• furbelow •
Printable Version Pronunciation: fê(r)-bê-lo • Hear it!
Part of Speech: Noun
Meaning: 1. A flounce, a ruffle on a garment, curtain, tablecloth, or the like. 2. Anything unnecessary but showy.
Notes: A strip of fur on the hem of an overcoat would be pretty fur below but not a furbelow, which is a ruffle, a flounce. Still, while you may flounce into a room, your dress bouncing up and down, you cannot furbelow into a room. To furbelow a room, you would have to decorate it with ruffles. Please, try to keep all these Good Words straight.
In Play:
Furbelows are generally associated with women's dress: "Murine wore a polka dot jumper with flowery furbelows on the shoulder straps." But you may occasionally see them in unexpected places, "When McDowell turned up at the fete with a furbelow on his kilt and a flounce in his walk, the womenfolk shied away from him." Of course, furbelows need not be ruffles: "Rod loves to load his car with furbelows like oversized tires, mud flaps, and running board lights."

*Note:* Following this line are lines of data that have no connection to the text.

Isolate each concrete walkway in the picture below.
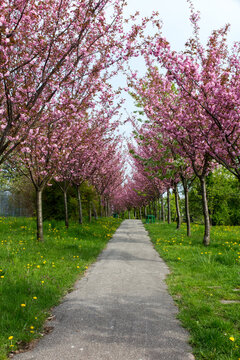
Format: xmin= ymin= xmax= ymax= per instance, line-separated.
xmin=14 ymin=220 xmax=194 ymax=360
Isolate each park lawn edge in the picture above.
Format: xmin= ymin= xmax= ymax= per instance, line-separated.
xmin=145 ymin=221 xmax=240 ymax=360
xmin=0 ymin=217 xmax=122 ymax=360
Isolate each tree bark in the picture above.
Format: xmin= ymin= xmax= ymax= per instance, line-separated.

Word History: Today's Good Word is one that has seen the world. It would seem to have descended from Provençal farbello "fringe", a corruption of Italian faldella, the diminutive of falda "flap, leaf, sheet". Now, falda was borrowed from a Germanic word that also gave us Old English faldan "to fold", modern day fold. The old word also went into the compound *faldistolaz "folding stool", absorbed by Medieval Latin as faldistolium "folding chair". Faldistolium went on to become Old French faldestoel and, ultimately, Modern French fauteuil "armchair".